Earlier this week, I wrote an article about a recent NLRB decision where the Board found a group of workers who provide video content services for the display board at Minnesota Timberwolves basketball games to be incorrectly classified as independent contractors (“Labor Board Dunks On Employer’s Contractor Classification Attempt”). Although this case did not directly involve the gig economy, there was one gig-like aspect to the job that became a pivotal point in the decision. Like many sharing economy companies, the Timberwolves had a roster of potential workers available to perform work when needed. For a typical event (in this case, an NBA or WNBA game), only 16 workers were needed; the business retained a roster of over 50 skilled individuals who could perform the work. When the need arose, the business would send out a call to the 50+ workers and fill the 16 slots from the individuals who said they were available. There is no indication in the record of the case to describe just how the business contacted the workers, or how the workers would signify their interest if they were free, available, and interested to pick up the gig, but this assignment system sounds very similar to the way that many digital platforms connect workers to open gigs.
Here’s where things got sticky for the business in this case. Unlike many gig systems whereby the consumer chooses which gig worker it wants to do the work for them, or whereby the first gig worker to click “accept” gets the job – neither of which scenario includes the business interfering in the specific selection of worker to job – in this case the Timberwolves management selected which workers would get the assignments based on the application of subjective criteria. As the NLRB decision described it, “when more crewmembers are available to work in a particular crew classification than the Employer needs, the Employer determines which of them will work at all and breaks the “tie” between the available crewmembers according to its own preference.” To the NLRB panel deciding the case, this was a bridge too far for an independent contractor relationship. As the Board saw it, this process of selecting workers for gigs meant that “the Employer holds and exerts control far exceeding that possessed by crewmembers themselves over when and how a crewmember will perform video-production work for it, as well as the manner and means by which that work is accomplished.” And as anyone in the gig world knows, “control” is the key element that an administrative body (or court) will examine in deciding whether a worker is properly classified as an independent contractor.

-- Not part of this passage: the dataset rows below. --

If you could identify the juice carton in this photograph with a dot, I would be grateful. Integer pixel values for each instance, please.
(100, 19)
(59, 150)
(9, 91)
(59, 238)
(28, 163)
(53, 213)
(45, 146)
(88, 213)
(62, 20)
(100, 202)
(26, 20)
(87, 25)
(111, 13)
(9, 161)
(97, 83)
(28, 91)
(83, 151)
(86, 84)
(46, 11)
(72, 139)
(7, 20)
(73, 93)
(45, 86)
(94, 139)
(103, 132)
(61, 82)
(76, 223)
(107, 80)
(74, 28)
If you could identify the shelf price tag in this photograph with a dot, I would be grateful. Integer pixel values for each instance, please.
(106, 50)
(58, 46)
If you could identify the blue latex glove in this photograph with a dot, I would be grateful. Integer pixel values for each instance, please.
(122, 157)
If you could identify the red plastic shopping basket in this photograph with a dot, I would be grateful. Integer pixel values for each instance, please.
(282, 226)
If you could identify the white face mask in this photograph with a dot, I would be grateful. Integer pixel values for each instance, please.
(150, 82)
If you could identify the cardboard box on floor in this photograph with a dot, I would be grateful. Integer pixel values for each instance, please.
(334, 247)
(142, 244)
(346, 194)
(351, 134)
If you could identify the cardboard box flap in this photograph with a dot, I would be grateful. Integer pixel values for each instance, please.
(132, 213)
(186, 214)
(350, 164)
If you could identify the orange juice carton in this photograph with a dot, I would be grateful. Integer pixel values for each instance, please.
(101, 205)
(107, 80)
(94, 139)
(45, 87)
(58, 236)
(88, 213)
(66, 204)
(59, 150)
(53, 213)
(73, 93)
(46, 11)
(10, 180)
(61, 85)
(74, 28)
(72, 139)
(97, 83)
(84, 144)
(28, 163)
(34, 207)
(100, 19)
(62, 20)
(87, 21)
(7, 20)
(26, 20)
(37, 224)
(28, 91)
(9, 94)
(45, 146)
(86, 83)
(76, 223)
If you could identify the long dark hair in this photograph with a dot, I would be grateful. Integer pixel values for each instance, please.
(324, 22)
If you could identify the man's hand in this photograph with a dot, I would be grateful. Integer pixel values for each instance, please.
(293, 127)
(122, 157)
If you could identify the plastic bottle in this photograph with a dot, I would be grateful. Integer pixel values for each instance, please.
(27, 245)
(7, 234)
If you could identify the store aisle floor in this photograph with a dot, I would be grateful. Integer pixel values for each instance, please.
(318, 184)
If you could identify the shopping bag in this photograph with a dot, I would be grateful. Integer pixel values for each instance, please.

What does this mean for your business? Many companies are moving towards an “Uber-ization” model, having workers select for themselves which shifts or jobs or tasks they will handle out of a roster of available openings. And if you follow the model that Uber or many other ridesharing apps follow – having consumer and driver connect themselves without interference or interference by the business itself – you should aid yourself in the battle over contractor status. But if you step in and apply subjective criteria when trying to determine which worker should handle which job, you could be demonstrating a level of control that the NLRB might not like. Take this lesson to heart when examining your own business model.